Medroxyprogesterone (Provera) : 10 mg daily for 10 days of the month: I’ve heard only bad things about Provera. A list of reported side-effects as long as your arm, including depression and mood swings, and potentially much more dangerous side-effects. Studies which state that progestogens are “dangerous” were probably based on medroxyprogesterone, but not all progestogens are the same…
All of them are synthetic except one – micronised progesterone (Prometrium, Microgest, Utrogestan), which, like 17-Beta estradiol, is classed as bio-identical. I personally would recommend this, but there are probably others which are preferable to Provera, though not bio-identical. Sadly it’s more expensive, which is almost certainly why more risky options such as Provera are prescribed, at least in this country.
10 days a month: Some say cycle it, some say don’t. I do. See how you feel. There are arguments for and against. I don’t know which carries more weight.
“Should I start taking the Proscar for a month to drop my testo levels before starting the Estrofem?”
No, as I’ve said above it won’t drop your testo levels by much, if at all.
Same question for Spiro then: No, in my opinion. The body needs hormones to function properly, reducing one without replacing it with another is not good for you. I don’t think it will help with feminisation either short or long term. Having a lack of hormones can only cause you problems. The (“all-knowing”) doctors at the main gender clinic in Holland insist that their patients take anti-androgens for several months before being allowed to start on estrogen. This may be some sort of psychological test to see how they react to losing their virility, I say it’s stupid and unnecessary and does not consider the patients’ health or best interests. Don’t treat doctors like they are some sort of Gurus. Their opinions and prescriptions vary hugely, who’s to say which are right and which are wrong? They don’t know everything about TS hormone treatment, they are basically experimenting. Learn as much as you can for yourself and listen to your body. It will tell you more than any doctor.
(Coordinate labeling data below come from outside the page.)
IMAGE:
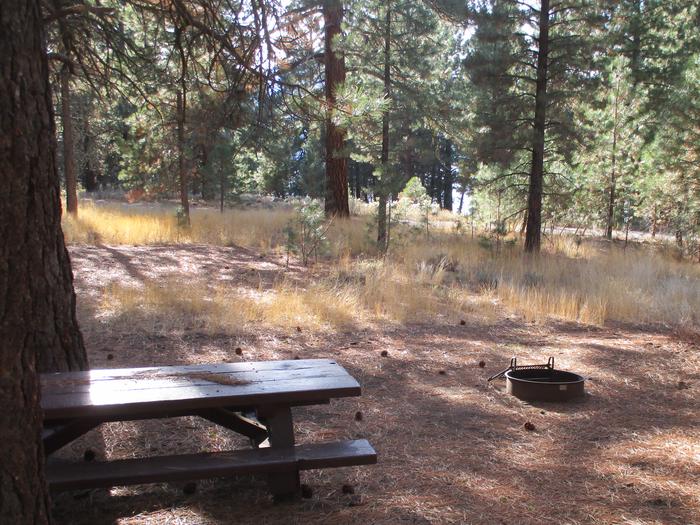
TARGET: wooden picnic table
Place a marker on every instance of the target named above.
(254, 399)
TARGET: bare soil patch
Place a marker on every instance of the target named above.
(452, 448)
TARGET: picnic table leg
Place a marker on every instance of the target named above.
(283, 485)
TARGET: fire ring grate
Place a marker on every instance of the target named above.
(541, 382)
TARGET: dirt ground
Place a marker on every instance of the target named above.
(452, 448)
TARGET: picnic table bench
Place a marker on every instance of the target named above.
(254, 399)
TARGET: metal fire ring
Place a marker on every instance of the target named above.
(541, 382)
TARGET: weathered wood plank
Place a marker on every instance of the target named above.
(207, 465)
(166, 378)
(103, 403)
(110, 374)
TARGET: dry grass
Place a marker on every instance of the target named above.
(419, 280)
(628, 453)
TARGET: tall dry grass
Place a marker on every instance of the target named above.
(446, 276)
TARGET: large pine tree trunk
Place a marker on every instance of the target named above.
(534, 198)
(448, 179)
(382, 237)
(38, 329)
(336, 157)
(68, 143)
(181, 119)
(613, 175)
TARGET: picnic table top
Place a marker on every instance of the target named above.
(118, 393)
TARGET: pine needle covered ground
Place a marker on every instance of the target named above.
(452, 448)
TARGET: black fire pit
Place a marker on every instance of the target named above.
(541, 382)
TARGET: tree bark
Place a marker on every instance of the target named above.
(534, 199)
(382, 237)
(181, 119)
(337, 203)
(68, 144)
(448, 179)
(613, 180)
(38, 328)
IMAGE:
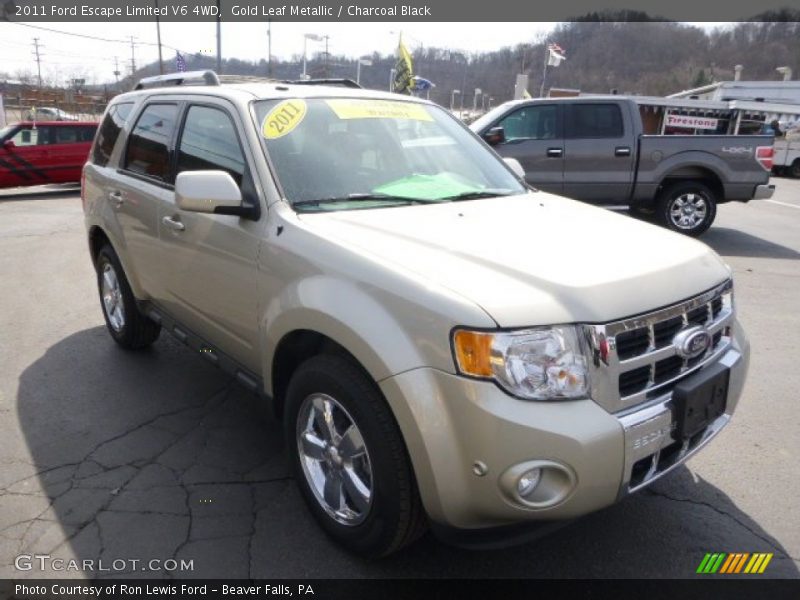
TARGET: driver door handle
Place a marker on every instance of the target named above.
(116, 198)
(173, 224)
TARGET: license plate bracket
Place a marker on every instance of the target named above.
(699, 399)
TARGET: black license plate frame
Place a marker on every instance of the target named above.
(700, 399)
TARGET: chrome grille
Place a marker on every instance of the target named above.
(634, 360)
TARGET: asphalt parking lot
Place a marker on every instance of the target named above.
(111, 455)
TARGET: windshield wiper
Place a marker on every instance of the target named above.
(363, 197)
(474, 195)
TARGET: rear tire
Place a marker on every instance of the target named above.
(372, 506)
(688, 207)
(127, 325)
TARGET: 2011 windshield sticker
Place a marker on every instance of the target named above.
(351, 108)
(282, 119)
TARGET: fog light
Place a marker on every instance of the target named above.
(537, 484)
(528, 482)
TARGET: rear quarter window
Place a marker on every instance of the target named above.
(109, 132)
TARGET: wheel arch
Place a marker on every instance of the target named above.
(99, 237)
(688, 173)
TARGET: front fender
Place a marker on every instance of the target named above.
(367, 326)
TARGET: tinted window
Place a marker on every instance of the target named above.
(30, 136)
(594, 121)
(209, 141)
(148, 146)
(531, 123)
(73, 134)
(109, 132)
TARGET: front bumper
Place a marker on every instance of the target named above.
(763, 192)
(465, 436)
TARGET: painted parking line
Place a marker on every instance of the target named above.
(783, 203)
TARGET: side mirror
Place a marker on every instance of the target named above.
(496, 135)
(212, 192)
(516, 167)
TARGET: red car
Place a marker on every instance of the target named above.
(44, 152)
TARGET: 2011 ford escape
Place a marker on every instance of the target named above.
(444, 345)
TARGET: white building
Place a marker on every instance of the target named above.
(775, 99)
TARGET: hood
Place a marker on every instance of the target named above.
(533, 259)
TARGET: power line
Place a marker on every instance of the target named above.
(88, 37)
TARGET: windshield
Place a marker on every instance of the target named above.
(345, 153)
(6, 132)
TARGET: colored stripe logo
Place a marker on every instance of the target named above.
(734, 563)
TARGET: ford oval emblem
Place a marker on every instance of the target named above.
(692, 342)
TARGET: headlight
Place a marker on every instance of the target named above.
(535, 364)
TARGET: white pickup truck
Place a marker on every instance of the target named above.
(786, 157)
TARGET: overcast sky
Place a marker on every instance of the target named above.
(65, 56)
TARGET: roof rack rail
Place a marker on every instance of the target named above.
(247, 79)
(182, 78)
(342, 82)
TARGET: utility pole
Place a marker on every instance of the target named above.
(269, 47)
(116, 71)
(219, 39)
(133, 57)
(38, 55)
(158, 35)
(327, 56)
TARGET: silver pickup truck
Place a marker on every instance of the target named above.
(594, 149)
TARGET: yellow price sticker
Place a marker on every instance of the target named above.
(282, 119)
(346, 108)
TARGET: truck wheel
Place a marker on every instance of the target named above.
(349, 458)
(129, 327)
(687, 207)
“At about the 3 month mark (which is the extent of my first prescription) what changes should I expect realistically? Have any of you reached a tanner 2 or 3 within three to 6 months?”
3 – 6 months? Good heavens, you have to be more patient than that! Well, you may be lucky and be a healthy tanner 3 within 6 months, but really no-one can tell you what to expect. Don’t expect too much. Full development can take 7 – 10 years, I’m nearly 2 ½ years in now and still growing (some say you won’t grow any more after 2 years, not true). I’d say I’m tanner 3, heading towards 4, but quite small. I’m a slow developer, but then I am over 40. If you’re over 30 then don’t expect to become a D-cup, but everyone is different, give it time and you will find out. It’s a long, slow process, so slow you’ll hardly notice the growth, taking pictures for comparison every few months might help to reassure you.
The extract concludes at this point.